The family Pasteurellaceae is a large bacterial family that comprises 30 genera with validly published names (Christensen and Bisgaard, 2018; Dickerman et al., 2020). Bacteria belonging to the family Pasteurellaceae are commonly isolated from various animal species and humans; most are considered opportunistic pathogens (Olsen et al., 2005). Several newly described genera have recently been added to the family, including the most recently classified Caviibacterium and Conservatibacter, which are associated mainly with guinea pigs (Adhikary et al., 2018), and Glaesserella established by the reclassification of Haemophilus parasuis (Dickerman et al., 2020). These are expected to be supplemented with further new genera and species in the future.
Members of the family Pasteurellaceae have frequently been isolated from the oral cavity and upper respiratory tract of cats and dogs (Christensen and Bisgaard, 2008), including [Haemophilus] felis, Frederiksenia canicola and species of Pasteurella sensu stricto (Pasteurella multocida, Pasteurella dagmatis, Pasteurella canis, Pasteurella stomatis and Pasteurella oralis) (Mutters et al., 1985; Inzana et al., 1992; Korczak et al., 2014). Recently, P. dagmatis-like organisms have also been identified (Sellyei et al., 2010) from the oral cavity of cats. These species often cause bite wound infections in humans (Mutters et al., 1985).

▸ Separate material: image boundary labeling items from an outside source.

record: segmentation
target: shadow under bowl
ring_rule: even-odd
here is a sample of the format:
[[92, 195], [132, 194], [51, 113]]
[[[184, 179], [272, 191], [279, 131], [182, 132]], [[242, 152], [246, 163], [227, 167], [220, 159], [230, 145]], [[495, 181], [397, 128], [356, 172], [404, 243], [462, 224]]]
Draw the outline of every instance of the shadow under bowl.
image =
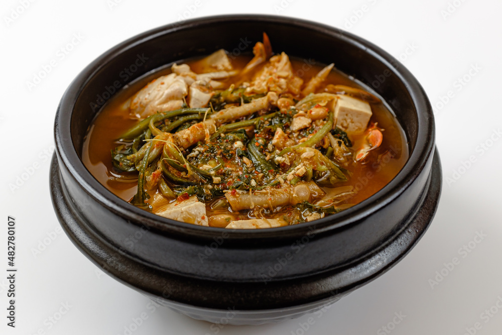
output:
[[[334, 62], [371, 87], [395, 113], [408, 140], [409, 158], [382, 190], [310, 222], [230, 231], [141, 210], [113, 194], [86, 169], [81, 158], [84, 137], [115, 91], [176, 61], [220, 48], [234, 55], [248, 52], [264, 31], [276, 50]], [[410, 251], [432, 221], [441, 192], [432, 110], [415, 77], [362, 39], [288, 18], [203, 18], [121, 43], [70, 84], [58, 108], [55, 137], [51, 195], [73, 243], [119, 281], [160, 304], [211, 322], [277, 322], [336, 301]]]

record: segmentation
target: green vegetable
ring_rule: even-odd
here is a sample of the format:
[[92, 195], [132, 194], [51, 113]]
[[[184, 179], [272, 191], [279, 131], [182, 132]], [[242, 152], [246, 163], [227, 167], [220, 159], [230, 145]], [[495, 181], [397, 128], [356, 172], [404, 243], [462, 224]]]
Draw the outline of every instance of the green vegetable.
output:
[[247, 151], [251, 160], [255, 164], [257, 170], [269, 177], [271, 177], [274, 175], [274, 172], [277, 171], [277, 167], [275, 164], [265, 159], [265, 156], [258, 150], [258, 147], [255, 145], [256, 143], [256, 141], [253, 139], [247, 144]]
[[123, 141], [130, 141], [134, 139], [135, 137], [140, 136], [149, 128], [150, 121], [152, 119], [155, 120], [154, 122], [158, 122], [161, 120], [180, 115], [198, 114], [202, 114], [202, 115], [204, 115], [207, 110], [207, 108], [182, 108], [175, 110], [154, 114], [148, 117], [144, 120], [140, 122], [134, 127], [130, 128], [120, 135], [119, 138]]
[[324, 136], [328, 135], [328, 133], [329, 133], [329, 131], [331, 130], [332, 128], [333, 113], [329, 112], [328, 114], [328, 121], [324, 124], [324, 125], [319, 130], [318, 132], [311, 136], [310, 138], [305, 142], [293, 146], [292, 147], [286, 148], [279, 153], [279, 156], [283, 156], [285, 154], [287, 154], [292, 150], [297, 149], [297, 148], [301, 148], [302, 147], [315, 146], [315, 145], [321, 142], [321, 140], [324, 138]]
[[138, 176], [138, 192], [133, 197], [133, 199], [131, 201], [131, 203], [133, 205], [143, 207], [145, 209], [150, 208], [150, 206], [145, 203], [145, 200], [148, 199], [149, 197], [148, 193], [145, 190], [144, 186], [145, 184], [145, 174], [147, 167], [148, 166], [148, 156], [150, 155], [153, 146], [153, 143], [152, 143], [147, 144], [145, 146], [148, 146], [148, 149], [147, 149], [147, 152], [145, 154], [145, 157], [143, 157], [141, 165], [140, 167], [140, 174]]

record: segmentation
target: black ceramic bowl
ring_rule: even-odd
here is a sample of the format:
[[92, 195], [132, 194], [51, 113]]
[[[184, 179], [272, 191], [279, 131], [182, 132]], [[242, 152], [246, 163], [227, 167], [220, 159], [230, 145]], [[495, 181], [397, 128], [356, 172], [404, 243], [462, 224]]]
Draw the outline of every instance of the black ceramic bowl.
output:
[[[86, 132], [117, 87], [169, 63], [220, 48], [250, 52], [264, 31], [275, 50], [334, 62], [388, 103], [405, 130], [410, 154], [383, 189], [350, 208], [311, 222], [229, 231], [138, 208], [107, 190], [85, 168], [81, 153]], [[87, 257], [158, 303], [212, 322], [277, 321], [339, 299], [388, 270], [415, 245], [432, 220], [440, 192], [434, 131], [422, 87], [398, 61], [370, 43], [288, 18], [202, 18], [126, 41], [75, 79], [56, 116], [52, 198], [62, 226]]]

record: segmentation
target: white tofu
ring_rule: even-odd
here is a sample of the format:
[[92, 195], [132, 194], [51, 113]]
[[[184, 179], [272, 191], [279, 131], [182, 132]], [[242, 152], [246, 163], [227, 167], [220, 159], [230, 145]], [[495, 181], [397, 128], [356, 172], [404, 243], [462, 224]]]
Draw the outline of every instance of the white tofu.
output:
[[199, 81], [195, 81], [190, 86], [188, 95], [188, 105], [190, 108], [200, 108], [207, 105], [211, 97], [214, 94], [208, 91]]
[[229, 229], [257, 229], [275, 228], [287, 225], [284, 220], [276, 218], [252, 218], [249, 220], [232, 221], [225, 227]]
[[371, 117], [369, 104], [348, 95], [337, 95], [338, 98], [333, 100], [336, 126], [347, 134], [360, 134]]
[[181, 202], [177, 200], [170, 203], [163, 210], [156, 213], [177, 221], [209, 227], [206, 205], [197, 200], [195, 195]]

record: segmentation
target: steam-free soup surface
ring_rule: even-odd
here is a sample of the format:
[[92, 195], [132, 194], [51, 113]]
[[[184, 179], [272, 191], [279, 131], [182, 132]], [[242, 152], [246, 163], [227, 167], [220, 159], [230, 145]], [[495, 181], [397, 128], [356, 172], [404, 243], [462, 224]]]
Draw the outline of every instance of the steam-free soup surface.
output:
[[[124, 201], [229, 229], [317, 219], [382, 189], [408, 158], [394, 116], [332, 67], [285, 54], [260, 62], [266, 44], [255, 57], [220, 52], [125, 87], [89, 130], [86, 167]], [[170, 89], [171, 99], [155, 96]], [[173, 110], [184, 111], [164, 118]]]

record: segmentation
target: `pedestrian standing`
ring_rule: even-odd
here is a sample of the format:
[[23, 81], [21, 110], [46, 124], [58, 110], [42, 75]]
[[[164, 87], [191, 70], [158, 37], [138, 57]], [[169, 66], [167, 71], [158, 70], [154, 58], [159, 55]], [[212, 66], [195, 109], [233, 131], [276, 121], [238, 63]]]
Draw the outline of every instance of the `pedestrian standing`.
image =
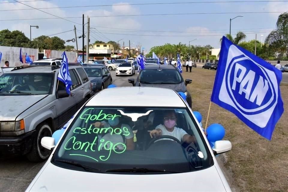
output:
[[6, 61], [5, 62], [5, 64], [4, 65], [3, 67], [9, 67], [9, 62]]
[[186, 59], [186, 72], [188, 72], [188, 67], [189, 67], [189, 62], [188, 59]]
[[282, 66], [281, 66], [281, 65], [280, 65], [280, 61], [278, 61], [277, 62], [277, 64], [276, 64], [276, 65], [275, 65], [275, 67], [279, 70], [281, 70], [281, 68], [282, 68]]
[[191, 59], [189, 59], [189, 69], [190, 69], [190, 72], [191, 73], [191, 70], [192, 69], [192, 61], [191, 61]]

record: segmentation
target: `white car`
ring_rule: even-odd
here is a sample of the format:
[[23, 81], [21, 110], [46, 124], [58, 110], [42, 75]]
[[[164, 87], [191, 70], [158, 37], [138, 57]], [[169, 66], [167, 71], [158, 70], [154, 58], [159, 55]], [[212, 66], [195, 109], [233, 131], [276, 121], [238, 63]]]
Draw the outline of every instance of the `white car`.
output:
[[135, 74], [135, 67], [131, 63], [120, 63], [116, 69], [116, 76], [130, 75], [131, 76]]
[[58, 58], [50, 58], [34, 62], [31, 65], [61, 65], [62, 61]]
[[[56, 146], [54, 138], [42, 139], [52, 151], [26, 191], [230, 191], [215, 155], [231, 143], [218, 141], [212, 149], [196, 119], [172, 89], [105, 89], [69, 121]], [[149, 131], [173, 121], [194, 142], [151, 138]]]

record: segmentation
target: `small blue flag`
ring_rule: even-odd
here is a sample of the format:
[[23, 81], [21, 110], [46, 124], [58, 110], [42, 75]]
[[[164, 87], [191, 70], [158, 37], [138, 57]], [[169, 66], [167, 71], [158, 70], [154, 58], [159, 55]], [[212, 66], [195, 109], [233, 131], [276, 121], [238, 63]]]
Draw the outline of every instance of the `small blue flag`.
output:
[[26, 56], [25, 57], [25, 61], [26, 63], [29, 63], [29, 64], [33, 62], [33, 61], [32, 59], [29, 57], [29, 55], [26, 53]]
[[63, 56], [63, 59], [62, 60], [60, 70], [58, 74], [57, 79], [61, 81], [66, 86], [66, 91], [69, 95], [70, 94], [70, 88], [72, 85], [72, 81], [71, 80], [71, 76], [69, 73], [68, 69], [68, 60], [66, 56], [66, 53], [64, 51], [62, 54]]
[[180, 61], [180, 55], [179, 53], [177, 54], [177, 68], [181, 73], [182, 73], [182, 66]]
[[77, 58], [77, 62], [78, 63], [82, 62], [82, 58], [80, 56], [78, 56], [78, 57]]
[[20, 54], [19, 56], [19, 58], [20, 59], [20, 62], [23, 63], [23, 59], [22, 58], [22, 53], [21, 53], [21, 51], [22, 50], [22, 48], [20, 48]]
[[284, 111], [282, 72], [224, 36], [211, 101], [271, 140]]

Acquiring knowledge of newly isolated species is essential for epidemiological studies and routine diagnostic clinical microbiology laboratories. The aim of this study was to characterise a phenotypically and phylogenetically distinct strain, isolated from a diseased cat, that differed from the other members of Pasteurellaceae.
In September 2018, a 4-month-old female Maine Coon cat suddenly died without apparent clinical signs and was submitted for routine postmortem examination to the NFCSO Veterinary Diagnostic Directorate (Budapest, Hungary). Tissue samples were collected from brain, heart, lungs, liver, spleen, kidney and mesenteric lymph nodes, and after fixation in 10% formalin they were processed for histological and immunohistochemical (IHC) examinations. Besides Giemsa staining, tissue sections were examined with an anti-Mycobacterium bovis-based IHC (Szeredi et al., 2008). This method detects several bacteria, fungi and parasites, and it is far more sensitive than traditional histochemical staining procedures, detecting even low numbers of the above-listed pathogens in tissue samples. Furthermore, tissue sections were immunolabelled with an anti-Bibersteinia trehalosi reagent, which shows cross-reaction with Mannheimia haemolytica and P. multocida types A, B and D by IHC (Szeredi et al., 2010). Samples from kidney and spleen were cultured on Columbia agar (LAB M Ltd., Bury, UK) supplemented with 5% sheep blood under aerobic conditions at 37 °C for 24 h. Biochemical tests were performed for phenotypic characterisation according to the recommendation of Christensen et al. (2007).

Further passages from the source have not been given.